In addition to considering genetic diversity and structure in selecting a reference population, the effective population size should be considered [15]. Since the effective population size maintains the genetic diversity of the population and is related to adaptability, it is very important to increase genetic diversity and adaptability for the purpose of breeding improvement [15].
In this study, we investigated the genetic diversity of 13 wild populations in Korea to ultimately select wild populations for improvement by increasing genetic diversity. In addition, we focused on selecting a reference population to increase genetic diversity by checking the effective population size and the presence of a bottleneck phenomenon and considering genetic diversity and effective population size. The genetic structure investigation between populations was conducted to check whether the genetic background was similar or whether there was a difference in differentiation, and the identified genetic differences were considered in selecting the reference population. The genetic diversity and genetic structure investigation from the wild population of C. gigas in Korea can be used as basic data for improving varieties in Pacific oysters.

2. Materials and Methods

2.1. DNA Extraction and Sampling

C. gigas serves as an inland fishery resource for both commercial fishing and aquaculture in Korea and is exempt from animal ethics approval, classified under a minimal suffering level of A. For this study, samples were collected from thirteen wild populations of C. gigas, with specific locations and their latitudes and longitudes shown in Figure 1 and Table 1. Sampling took place in 2024, and mantle tissue from each Pacific oyster was collected and preserved in 99% ethanol. Genomic DNA (gDNA) was then extracted using the DNeasy Blood & Tissue Kit (QIAGEN, Hilden, Germany) following the manufacturer’s protocol. The extracted genomic DNA was diluted to a concentration of 50 ng/μL and stored at −20 °C to prepare for microsatellite loci amplification.

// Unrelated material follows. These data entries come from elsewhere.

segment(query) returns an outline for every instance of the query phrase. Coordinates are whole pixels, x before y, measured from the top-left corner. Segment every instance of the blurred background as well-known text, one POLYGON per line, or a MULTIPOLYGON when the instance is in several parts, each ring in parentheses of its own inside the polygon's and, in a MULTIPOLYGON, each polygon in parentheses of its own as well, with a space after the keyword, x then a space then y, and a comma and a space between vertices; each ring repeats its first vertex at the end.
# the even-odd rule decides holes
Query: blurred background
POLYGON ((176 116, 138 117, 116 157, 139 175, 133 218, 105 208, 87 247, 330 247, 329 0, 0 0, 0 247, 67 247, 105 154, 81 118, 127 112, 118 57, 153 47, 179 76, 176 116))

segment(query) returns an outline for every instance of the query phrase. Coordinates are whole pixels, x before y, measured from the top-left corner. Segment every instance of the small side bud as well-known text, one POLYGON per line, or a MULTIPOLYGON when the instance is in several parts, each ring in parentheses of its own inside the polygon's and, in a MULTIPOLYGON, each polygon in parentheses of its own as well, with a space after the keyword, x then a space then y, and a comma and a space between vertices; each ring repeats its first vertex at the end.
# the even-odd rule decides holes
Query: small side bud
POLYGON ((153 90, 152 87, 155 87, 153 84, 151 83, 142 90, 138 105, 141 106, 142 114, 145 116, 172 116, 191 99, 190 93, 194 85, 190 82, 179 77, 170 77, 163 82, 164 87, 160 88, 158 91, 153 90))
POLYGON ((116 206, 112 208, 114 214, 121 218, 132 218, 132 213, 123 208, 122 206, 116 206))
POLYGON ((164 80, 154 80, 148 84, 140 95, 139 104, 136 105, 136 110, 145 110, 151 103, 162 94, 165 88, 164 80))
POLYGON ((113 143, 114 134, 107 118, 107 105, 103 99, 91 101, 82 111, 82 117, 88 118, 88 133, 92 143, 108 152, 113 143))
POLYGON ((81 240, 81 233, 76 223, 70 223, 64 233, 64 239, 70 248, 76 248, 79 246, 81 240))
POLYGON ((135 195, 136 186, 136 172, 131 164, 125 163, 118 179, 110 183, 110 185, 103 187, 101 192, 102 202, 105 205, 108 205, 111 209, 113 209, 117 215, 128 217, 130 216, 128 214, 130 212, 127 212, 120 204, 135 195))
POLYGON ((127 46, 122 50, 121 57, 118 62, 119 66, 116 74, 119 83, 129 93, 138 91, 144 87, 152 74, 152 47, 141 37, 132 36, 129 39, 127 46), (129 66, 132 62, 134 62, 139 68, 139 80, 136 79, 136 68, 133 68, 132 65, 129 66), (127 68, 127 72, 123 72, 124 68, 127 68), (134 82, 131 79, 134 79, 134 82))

2.2. Microsatellite Loci Genotyping Analysis

Fifteen microsatellite loci, previously developed in past studies (CG4, CG11, CG18, CG18N, CG22-2, CG22-5, CG22-7, CG22-17, CG22-32, CG22-59, CG22-67, CG23N, CG36, ucdCg109, and ucdCg175), were selected for PCR analysis, which was performed using the Applied Biosystems™ ProFlex™ PCR System (Thermo Fisher Scientific, Foster City, CA, USA) [16,17]. The PCR reaction mix contained 50 ng of genomic DNA, 0.5 units of AccuPower® PCR PreMix (Bioneer, Daejeon, Republic of Korea), 0.5 μM of a fluorescent dye-labeled forward primer (FAM, HEX, TAMRA, and ATTO565), and 0.5 μM of a reverse primer. The PCR cycling conditions included an initial denaturation at 95 °C for 5 min, followed by 35 cycles of 95 °C for 20 s, 60 °C for 20 s, and 72 °C for 20 s. A final extension step was held at 72 °C for 10 min, then maintained at 8 °C. To confirm the presence and size of amplified fragments, each PCR product was electrophoresed on a 2% agarose gel. For allele sizing, PCR products were prepared with GeneScan™ 500 ROX size standard (Thermo Fisher Scientific) and HiDi™ formamide, then denatured at 95 °C for 2 min, followed by cooling at 4 °C. The allele sizes were measured using an Applied Biosystems™ ABI 3730xl DNA Analyzer (Thermo Fisher Scientific), and genotyping was conducted using GeneMapper software (version 5) [18].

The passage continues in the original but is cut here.